Il pensionato di Casoli racconta al Centro la bella storia dei 14mila euro ritrovati per strada ed elogia i carabinieri

CASOLI. «Ho fatto quello che avrebbe fatto chiunque. O almeno lo spero». Giovanni Di Prinzio, il pensionato di 66 anni che ha ritrovato e restituito 14mila euro, non si aspettava di finire alla ribalta della cronaca, perfino al Tg1. «Non ho fatto nulla di eccezionale», ripete. E invece il suo gesto di limpida onestà colpisce e ridà fiducia nel prossimo. Sabato scorso Giovanni, una vita passata a contatto con la gente nel bar-gelateria all’ingresso di Casoli (che ha lasciato sei anni fa per andare in pensione), esce di casa per andare a comprare la pasta per il cane. «Sono andato al discount del centro commerciale, non prendo il cibo per cani», racconta al Centro. «Arrivato ho posteggiato l’auto davanti ai carrelli della spesa, dove non poteva neanche stare», ammette candidamente, «lì vicino c’è una strada di passaggio. È lì che ho notato il borsello. Pensavo fosse quello per i trucchi che usano le donne. Mi sono detto: “Lo apro e controllo se c’è un documento, così lo lascio alle casse”».

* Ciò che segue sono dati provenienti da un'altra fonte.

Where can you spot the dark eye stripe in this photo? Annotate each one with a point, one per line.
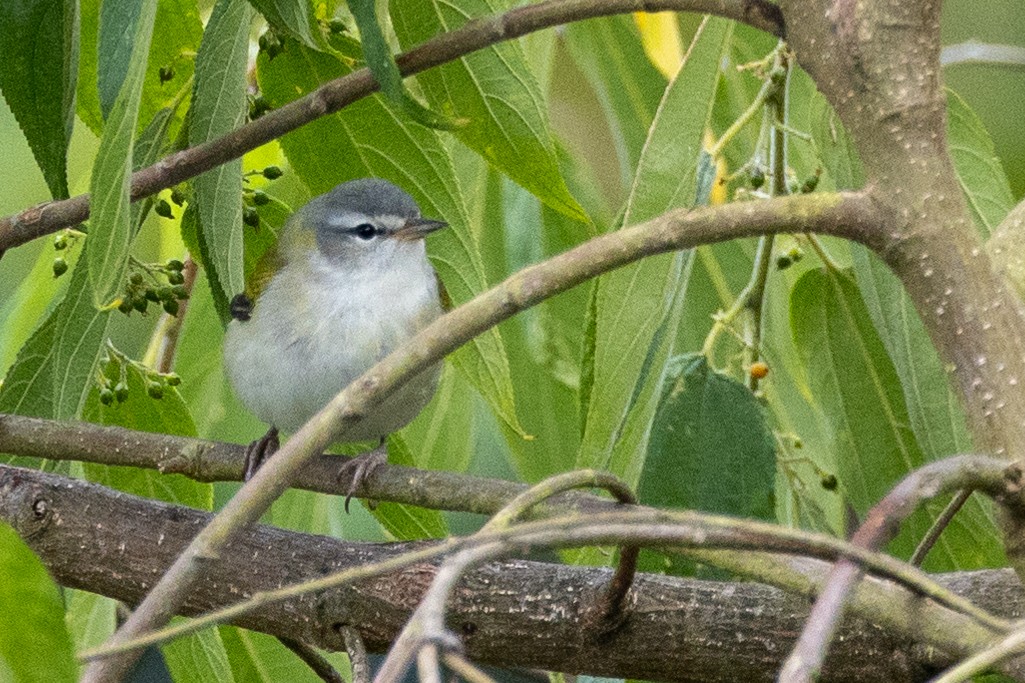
(365, 231)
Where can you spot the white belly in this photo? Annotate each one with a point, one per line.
(297, 352)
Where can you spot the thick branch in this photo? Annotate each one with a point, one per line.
(333, 96)
(850, 215)
(113, 544)
(882, 603)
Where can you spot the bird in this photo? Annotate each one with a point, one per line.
(347, 282)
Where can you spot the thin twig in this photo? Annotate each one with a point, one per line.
(850, 214)
(333, 96)
(1000, 480)
(951, 509)
(358, 659)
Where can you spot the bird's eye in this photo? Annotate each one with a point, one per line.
(365, 231)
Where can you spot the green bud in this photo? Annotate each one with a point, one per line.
(162, 208)
(59, 267)
(757, 176)
(250, 216)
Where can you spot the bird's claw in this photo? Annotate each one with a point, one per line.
(259, 451)
(360, 469)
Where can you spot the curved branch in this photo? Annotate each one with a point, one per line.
(108, 543)
(847, 214)
(476, 35)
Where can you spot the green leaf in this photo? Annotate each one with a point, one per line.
(495, 89)
(979, 171)
(710, 448)
(627, 85)
(34, 642)
(38, 67)
(199, 657)
(381, 64)
(855, 380)
(218, 108)
(166, 415)
(54, 369)
(407, 522)
(638, 307)
(257, 657)
(368, 138)
(111, 228)
(175, 38)
(295, 17)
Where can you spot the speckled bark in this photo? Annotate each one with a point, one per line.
(517, 612)
(877, 63)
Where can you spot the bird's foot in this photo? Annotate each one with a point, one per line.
(259, 451)
(360, 468)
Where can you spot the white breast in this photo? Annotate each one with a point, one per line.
(299, 349)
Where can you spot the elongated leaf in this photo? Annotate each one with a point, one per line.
(38, 67)
(710, 448)
(257, 657)
(218, 108)
(407, 522)
(34, 641)
(369, 138)
(979, 171)
(854, 378)
(627, 85)
(381, 64)
(119, 23)
(638, 306)
(198, 658)
(295, 17)
(53, 369)
(170, 66)
(496, 91)
(111, 229)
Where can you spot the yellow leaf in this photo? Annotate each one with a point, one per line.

Ma, quando ha messo la mano dentro, quello che ha sentito è stato un pacco sostanzioso di soldi. «Erano due mazzetti, uno di banconote da 100 euro e l’altro da 50», va avanti Di Prinzio, «erano tenuti con l’elastico e messi dentro un sacchetto di organza per le bomboniere. Non sono andato nel panico. Ho richiuso e sono tornato subito a casa per contarli: era un pacco da 10mila euro e uno da 4mila. Poi c’erano una limetta per unghie, una pinzetta per le sopracciglie, un portachiavi senza chiavi e uno scovolino per i denti», annota con precisione il pensionato, «ho aspettato che tornasse mia moglie da lavoro. Abbiamo pensato di tutto, che fossero rubati o di spacciatori, ma anche che servissero per qualcuno malato». Subito il pensiero è stato di andare dai carabinieri. «Ormai la caserma di Casoli era chiusa, così ho rimandato al giorno dopo», spiega Giovanni, «i carabinieri sono un punto di riferimento, è una fortuna averli a Casoli». L’indomani Di Prinzio si alza presto, come sempre, dà da mangiare al centinaio di animali che alleva e poi va dai carabinieri. «Marescià, dagli una contata ma dovrebbero essere 14mila euro», si rivolge al maresciallo Gerardo Comparelli, comandante di stazione, «poi ai carabinieri ho fatto una richiesta: che se avessero ritrovato il proprietario del borsello ci tenevo a conoscerlo». I militari avviano la ricerca: al centro commerciale si informano se qualcuno ha reclamato “qualcosa”. Le commesse confermano e danno indizi precisi per risalire alla persona. «In realtà era il figlio della signora, che non sapeva nulla», racconta Giovanni, «ha chiamato la madre e questa ha “confessato” di aver perso 14mila euro». Soldi che probabilmente portava dietro per paura dei ladri, per non lasciarli a casa. «Ho incontrato la signora, mi ha abbracciato», dice il pensionato, «ci conosciamo da anni e per questo sono ancora più felice. Rifarei mille volte quello che ho fatto», ribadisce Giovanni, «non ho avuto dubbi, non avrei potuto dormire sonni tranquilli se mi fossi intascato quei soldi. Agli anziani dico: non portate dietro tutti quei soldi». Non tutti, del resto, hanno l’onestà e l’alto senso civico del signor Giovanni.